Never, I say. As God, I don’t raise my voice. Instead I stick a Bic pen I find in the glove compartment up his ass and cup his balls with my hand, immobilizing him. For a moment he looks like he will swallow his tongue, or come too early. I take the opportunity to pull my legs from under him, push him back, and sit on his face. I command thee to submit, I tell him. I grind his face a little so he can’t answer just yet.

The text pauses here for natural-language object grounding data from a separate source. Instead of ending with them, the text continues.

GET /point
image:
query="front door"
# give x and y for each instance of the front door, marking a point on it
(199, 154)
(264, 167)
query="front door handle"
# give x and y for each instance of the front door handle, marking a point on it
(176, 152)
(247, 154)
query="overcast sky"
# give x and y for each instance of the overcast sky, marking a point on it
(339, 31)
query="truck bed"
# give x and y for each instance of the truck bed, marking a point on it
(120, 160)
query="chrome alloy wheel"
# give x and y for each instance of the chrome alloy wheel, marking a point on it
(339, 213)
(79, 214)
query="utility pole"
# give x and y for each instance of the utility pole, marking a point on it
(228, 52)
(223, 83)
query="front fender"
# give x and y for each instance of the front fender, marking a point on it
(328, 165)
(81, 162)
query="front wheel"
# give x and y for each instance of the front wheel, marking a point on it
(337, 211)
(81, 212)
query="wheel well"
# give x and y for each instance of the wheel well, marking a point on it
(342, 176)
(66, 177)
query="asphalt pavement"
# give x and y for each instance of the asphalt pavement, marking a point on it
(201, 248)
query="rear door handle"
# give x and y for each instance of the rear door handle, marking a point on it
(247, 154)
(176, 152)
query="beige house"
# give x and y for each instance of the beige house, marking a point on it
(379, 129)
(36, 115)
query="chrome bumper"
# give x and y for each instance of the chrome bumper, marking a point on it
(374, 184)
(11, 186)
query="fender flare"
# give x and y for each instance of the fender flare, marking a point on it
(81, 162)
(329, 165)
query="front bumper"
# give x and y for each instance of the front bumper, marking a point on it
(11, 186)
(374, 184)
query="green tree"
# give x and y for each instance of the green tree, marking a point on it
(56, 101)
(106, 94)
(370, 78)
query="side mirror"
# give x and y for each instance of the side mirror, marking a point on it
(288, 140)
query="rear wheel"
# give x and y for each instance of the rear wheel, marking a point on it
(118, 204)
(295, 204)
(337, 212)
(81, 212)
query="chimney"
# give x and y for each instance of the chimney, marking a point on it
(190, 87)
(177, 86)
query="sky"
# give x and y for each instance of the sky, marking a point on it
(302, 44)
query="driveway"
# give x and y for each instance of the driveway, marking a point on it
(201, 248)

Usually Jordan will pull my hair until my face is inches from his demon staff, then command me to suck. I bend a little, so my hair is within his reach, but the second I realize he isn’t reaching for my hair, he comes, his body shuddering, his hands hovering near his penis as if to help an old man who might just fall.
I dismount, pulling my pants back on, and he uses the napkins from dinner to clean up. Hoo, he says. Hooee. Then he says, You want me to finish you off or something?
My pants are already back on, I tell him, and he relaxes. The bit of M&M is gone from his lip and I wonder if it’s somewhere in my pubic hair. Come here, he says, patting his chest. The napkin is still stuck to his skin and it flutters gently, like paper wings. I put my head on his shoulder and Jordan says We got to keep warm. He rubs my arm a little, then falls asleep, his nose whistling softly, a sweet garlicky smell blowing out of his open mouth.
My mother had given me the talk early. Seven years old. She said The man enters you and fills your emptiness. The man fills you up good and you should enjoy it when it happens.
I come out from under Jordan’s arm. Gooseflesh runs across his skin so I put his jacket over him. He doesn’t wake up when I open the car door or when I close it behind me.
It’s early enough in the fall that it’s still light enough out, and I begin walking down the mountain, my bare feet noiseless in the road. I smell sex on myself, salty, bleachlike, moist. I travel in a bubble of sex, sticky skin, used up. The few times Jordan and I have driven up or down the mountain I swear I’ve seen water, a lake or something, and I plan on using the last of the light to dip in, to make myself smell like anything else—mud, water, or nothing at all.